New trend: 'body doubling'

Forced to work from home during the Coronavirus pandemic, some people experienced difficulties in combining work and living spaces and still have difficulty concentrating and being mentally stimulated to work, not to mention that lockdowns may have led to an increase in the number of people suffering from the Attention Deficit Hyperactivity Disorder (ADHD). This neurological disorder is characterised by increased inattention accompanied by hyperactivity and impulsivity. In recent years, 'body doubling' has been actively used to help solve this problem. This method consists of two people being physically close to each other and watching each other when they are engaged in their own activities. The 'double of the body' helps a person not to get lost in a series of random thoughts and focus on work.

So, the method is not new. But right now it has become more widespread through services such as Zoom or TikTok. There are some users who have gained a large number of followers due to the fact that they started sharing their work experience live, getting comments from their viewers and replying to them. They claim - and their experience is confirmed by some scientists, although no official studies have yet been published on this - that online collaboration is morally supportive and helps to focus. Watching focused, calm people at work helps to calm down and tune in to your work. One does not feel alone in her/his problems and experiences the joint pleasure of overcoming them. Broadcasting the workflow can be accompanied by pleasant music. However, there may be work options for different tastes, the main thing is that they bring results.
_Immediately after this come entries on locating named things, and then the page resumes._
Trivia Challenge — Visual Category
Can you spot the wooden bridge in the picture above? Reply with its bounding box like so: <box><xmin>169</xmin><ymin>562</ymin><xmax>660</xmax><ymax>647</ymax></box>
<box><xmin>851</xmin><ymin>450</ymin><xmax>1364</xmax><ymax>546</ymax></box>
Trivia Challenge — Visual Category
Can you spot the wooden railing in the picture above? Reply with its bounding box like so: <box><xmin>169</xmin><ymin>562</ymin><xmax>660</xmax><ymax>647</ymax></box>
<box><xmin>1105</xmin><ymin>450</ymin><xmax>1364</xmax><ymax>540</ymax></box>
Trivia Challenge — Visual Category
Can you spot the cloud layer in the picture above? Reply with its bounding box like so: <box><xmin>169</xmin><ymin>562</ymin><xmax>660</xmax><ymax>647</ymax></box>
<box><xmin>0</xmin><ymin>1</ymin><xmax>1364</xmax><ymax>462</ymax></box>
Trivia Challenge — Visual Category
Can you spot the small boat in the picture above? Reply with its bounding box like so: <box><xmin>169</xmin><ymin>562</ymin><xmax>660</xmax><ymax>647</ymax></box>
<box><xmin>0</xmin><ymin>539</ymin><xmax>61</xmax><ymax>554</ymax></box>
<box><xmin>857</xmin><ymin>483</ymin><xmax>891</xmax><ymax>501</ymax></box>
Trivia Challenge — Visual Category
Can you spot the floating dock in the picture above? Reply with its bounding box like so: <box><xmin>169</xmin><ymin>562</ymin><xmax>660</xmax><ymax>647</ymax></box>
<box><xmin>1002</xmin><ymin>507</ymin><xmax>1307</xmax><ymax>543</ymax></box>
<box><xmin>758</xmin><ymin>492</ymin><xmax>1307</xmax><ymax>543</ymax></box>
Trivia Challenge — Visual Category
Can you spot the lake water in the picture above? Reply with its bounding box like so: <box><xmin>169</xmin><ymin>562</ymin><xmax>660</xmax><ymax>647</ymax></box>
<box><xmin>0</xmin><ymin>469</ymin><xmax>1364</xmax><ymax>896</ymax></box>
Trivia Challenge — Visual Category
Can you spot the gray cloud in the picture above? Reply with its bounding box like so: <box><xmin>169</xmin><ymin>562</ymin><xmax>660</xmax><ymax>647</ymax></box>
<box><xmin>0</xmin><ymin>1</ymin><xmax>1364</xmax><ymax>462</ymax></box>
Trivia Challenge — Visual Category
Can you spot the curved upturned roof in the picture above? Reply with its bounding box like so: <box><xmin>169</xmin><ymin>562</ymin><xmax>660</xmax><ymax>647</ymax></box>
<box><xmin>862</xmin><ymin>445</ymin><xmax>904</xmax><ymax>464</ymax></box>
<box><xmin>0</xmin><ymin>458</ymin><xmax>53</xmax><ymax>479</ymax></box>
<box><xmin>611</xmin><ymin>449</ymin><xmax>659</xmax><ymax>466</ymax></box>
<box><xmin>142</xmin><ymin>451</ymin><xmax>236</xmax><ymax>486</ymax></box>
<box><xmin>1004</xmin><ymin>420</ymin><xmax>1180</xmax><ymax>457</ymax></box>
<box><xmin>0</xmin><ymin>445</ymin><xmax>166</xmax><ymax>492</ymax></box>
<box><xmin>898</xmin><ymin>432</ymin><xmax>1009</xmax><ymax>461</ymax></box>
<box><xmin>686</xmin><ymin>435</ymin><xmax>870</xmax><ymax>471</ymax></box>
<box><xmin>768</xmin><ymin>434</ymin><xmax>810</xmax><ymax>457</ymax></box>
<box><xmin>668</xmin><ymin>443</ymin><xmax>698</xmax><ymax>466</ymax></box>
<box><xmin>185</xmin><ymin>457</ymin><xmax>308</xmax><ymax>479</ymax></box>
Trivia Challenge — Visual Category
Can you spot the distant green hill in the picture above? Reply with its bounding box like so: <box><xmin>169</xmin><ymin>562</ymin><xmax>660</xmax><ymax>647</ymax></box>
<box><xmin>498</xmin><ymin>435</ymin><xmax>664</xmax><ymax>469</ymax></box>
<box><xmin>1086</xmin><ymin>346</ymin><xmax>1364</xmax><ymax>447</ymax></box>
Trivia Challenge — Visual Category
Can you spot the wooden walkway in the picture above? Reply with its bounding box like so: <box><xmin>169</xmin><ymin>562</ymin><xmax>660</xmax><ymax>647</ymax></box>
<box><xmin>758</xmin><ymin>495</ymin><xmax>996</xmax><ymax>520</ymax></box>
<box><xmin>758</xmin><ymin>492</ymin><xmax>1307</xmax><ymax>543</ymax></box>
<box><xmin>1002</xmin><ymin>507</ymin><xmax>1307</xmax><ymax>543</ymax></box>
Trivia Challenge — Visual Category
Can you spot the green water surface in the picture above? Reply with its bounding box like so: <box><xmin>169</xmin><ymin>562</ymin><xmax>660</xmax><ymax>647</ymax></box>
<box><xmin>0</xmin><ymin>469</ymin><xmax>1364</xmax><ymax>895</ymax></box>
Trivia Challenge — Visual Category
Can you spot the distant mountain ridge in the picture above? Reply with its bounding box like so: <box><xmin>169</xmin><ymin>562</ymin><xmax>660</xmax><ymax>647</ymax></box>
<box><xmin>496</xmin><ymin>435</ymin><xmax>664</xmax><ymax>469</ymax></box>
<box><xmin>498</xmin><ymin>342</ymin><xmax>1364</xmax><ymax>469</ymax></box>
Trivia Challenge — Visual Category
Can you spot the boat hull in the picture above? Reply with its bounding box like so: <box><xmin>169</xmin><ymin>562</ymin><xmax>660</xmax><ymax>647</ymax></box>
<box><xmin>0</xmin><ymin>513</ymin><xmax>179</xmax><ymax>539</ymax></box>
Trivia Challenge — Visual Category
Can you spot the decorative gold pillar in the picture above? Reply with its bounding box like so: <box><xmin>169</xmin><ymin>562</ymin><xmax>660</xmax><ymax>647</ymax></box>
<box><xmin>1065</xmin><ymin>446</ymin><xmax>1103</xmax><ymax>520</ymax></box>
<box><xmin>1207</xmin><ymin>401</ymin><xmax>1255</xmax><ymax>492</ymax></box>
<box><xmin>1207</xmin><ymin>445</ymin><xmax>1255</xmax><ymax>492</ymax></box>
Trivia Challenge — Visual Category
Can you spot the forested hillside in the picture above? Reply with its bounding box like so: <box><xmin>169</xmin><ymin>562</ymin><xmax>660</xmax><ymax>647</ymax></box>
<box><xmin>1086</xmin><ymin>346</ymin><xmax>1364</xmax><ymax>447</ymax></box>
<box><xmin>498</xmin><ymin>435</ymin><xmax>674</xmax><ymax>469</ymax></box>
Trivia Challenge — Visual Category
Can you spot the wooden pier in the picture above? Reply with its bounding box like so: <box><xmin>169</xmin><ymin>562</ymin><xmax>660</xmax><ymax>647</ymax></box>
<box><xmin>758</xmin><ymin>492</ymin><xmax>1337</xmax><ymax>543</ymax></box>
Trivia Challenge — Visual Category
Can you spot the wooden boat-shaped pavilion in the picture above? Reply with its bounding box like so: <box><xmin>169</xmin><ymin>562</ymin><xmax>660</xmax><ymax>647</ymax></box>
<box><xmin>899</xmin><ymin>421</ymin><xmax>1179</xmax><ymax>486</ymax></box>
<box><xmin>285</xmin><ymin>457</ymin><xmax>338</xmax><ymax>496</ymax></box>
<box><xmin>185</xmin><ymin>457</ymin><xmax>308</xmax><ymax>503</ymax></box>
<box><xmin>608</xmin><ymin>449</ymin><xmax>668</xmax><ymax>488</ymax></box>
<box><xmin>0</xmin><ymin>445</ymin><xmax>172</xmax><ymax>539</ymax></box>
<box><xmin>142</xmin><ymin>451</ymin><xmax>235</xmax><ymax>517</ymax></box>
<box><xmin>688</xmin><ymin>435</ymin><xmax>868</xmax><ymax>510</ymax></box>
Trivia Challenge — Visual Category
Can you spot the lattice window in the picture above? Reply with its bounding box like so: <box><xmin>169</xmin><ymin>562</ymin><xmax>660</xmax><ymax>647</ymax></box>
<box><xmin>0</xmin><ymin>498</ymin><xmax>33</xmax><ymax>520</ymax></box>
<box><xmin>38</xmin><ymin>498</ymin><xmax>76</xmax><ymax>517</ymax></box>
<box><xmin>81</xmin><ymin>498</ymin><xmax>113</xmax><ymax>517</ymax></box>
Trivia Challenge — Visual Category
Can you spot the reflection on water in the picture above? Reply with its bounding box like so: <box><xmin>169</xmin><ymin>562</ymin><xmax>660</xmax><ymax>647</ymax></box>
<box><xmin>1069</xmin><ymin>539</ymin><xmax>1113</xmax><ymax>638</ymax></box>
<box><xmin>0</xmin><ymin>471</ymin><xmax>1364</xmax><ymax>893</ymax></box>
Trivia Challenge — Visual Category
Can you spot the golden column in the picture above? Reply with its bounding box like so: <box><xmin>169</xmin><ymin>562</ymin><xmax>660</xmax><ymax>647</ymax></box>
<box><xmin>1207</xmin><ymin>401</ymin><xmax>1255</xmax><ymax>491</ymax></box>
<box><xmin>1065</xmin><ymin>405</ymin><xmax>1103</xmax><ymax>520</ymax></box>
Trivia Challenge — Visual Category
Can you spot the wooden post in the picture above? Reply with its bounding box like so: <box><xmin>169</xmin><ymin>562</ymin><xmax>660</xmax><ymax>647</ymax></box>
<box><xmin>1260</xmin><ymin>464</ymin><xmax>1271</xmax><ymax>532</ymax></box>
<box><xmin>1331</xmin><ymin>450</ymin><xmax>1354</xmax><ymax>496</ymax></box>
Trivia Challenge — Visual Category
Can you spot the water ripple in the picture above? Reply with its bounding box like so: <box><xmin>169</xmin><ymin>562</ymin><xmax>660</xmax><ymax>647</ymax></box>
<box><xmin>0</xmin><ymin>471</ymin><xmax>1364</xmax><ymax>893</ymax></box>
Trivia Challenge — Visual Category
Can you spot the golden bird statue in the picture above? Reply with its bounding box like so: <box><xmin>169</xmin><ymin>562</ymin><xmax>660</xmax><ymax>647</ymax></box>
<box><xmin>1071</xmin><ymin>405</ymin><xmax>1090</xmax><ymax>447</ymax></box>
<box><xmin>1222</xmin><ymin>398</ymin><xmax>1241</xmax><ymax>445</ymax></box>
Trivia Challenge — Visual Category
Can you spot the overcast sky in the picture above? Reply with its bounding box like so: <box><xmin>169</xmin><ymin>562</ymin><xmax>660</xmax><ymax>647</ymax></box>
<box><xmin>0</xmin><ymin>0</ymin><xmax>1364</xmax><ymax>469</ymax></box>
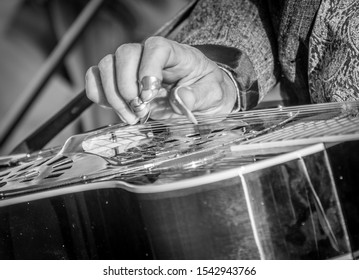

'Body doubling' is also related to one of the main reasons for the success of social networks - the desire of people to communicate and feel part of a community. So, parallel work is an interesting phenomenon, however it remains to be seen how long-term it becomes. Also, parallel work cannot be a panacea for the psychological difficulties that arise during long hours of working at a computer, including working at home. It is also important that our life is balanced and healthy, including regular sports, outdoor walks, etc.